Who Is This Book For?
This is an intermediate-level resource—positioned between building a large language model from scratch and deploying an LLM in production—designed for practitioners with some prior experience in deep learning.
If terms like Transformers, attention mechanisms, Adam optimizer, tokens, embeddings, or GPUs sound familiar, you’re in the right place. Familiarity with Hugging Face and PyTorch is assumed. If you're new to these concepts, consider starting with a beginner-friendly introduction to deep learning with PyTorch before diving in.
What You’ll Learn:
- Load quantized models using BitsAndBytes.
- Configure Low-Rank Adapters (LoRA) using Hugging Face's PEFT.
- Format datasets effectively using chat templates and formatting functions.

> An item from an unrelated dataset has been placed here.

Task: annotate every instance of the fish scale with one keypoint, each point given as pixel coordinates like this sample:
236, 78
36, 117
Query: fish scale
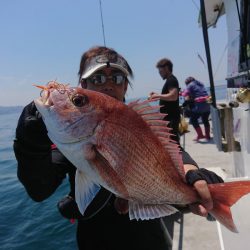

- Fine-tune LLMs on consumer-grade GPUs using techniques such as gradient checkpointing and accumulation.
- Deploy LLMs locally in the GGUF format using Llama.cpp and Ollama.
- Troubleshoot common error messages and exceptions to keep your fine-tuning process on track.
This book doesn’t just skim the surface; it zooms in on the critical adjustments and configuration—those all-important "knobs"—that make or break the fine-tuning process.
By the end, you’ll have the skills and confidence to fine-tune LLMs for your own real-world applications. Whether you’re looking to enhance existing models or tailor them to niche tasks, this book is your essential companion.
About the Author
Daniel has been teaching machine learning and distributed computing technologies at Data Science Retreat, the longest-running Berlin-based bootcamp, for more than three years, helping more than 150 students advance their careers.
He writes regularly for Towards Data Science. His blog post "Understanding PyTorch with an example: a step-by-step tutorial" reached more than 220,000 views since it was published.
The positive feedback from the readers resulted in an invitation to speak at the Open Data Science Conference (ODSC) Europe in 2019. It also motivated him to write the book "Deep Learning with PyTorch Step-by-Step", which covers a broader range of topics.
Daniel is also the main contributor of two python packages: HandySpark and DeepReplay.
His professional background includes 20 years of experience working for companies in several industries: banking, government, fintech, retail and mobility.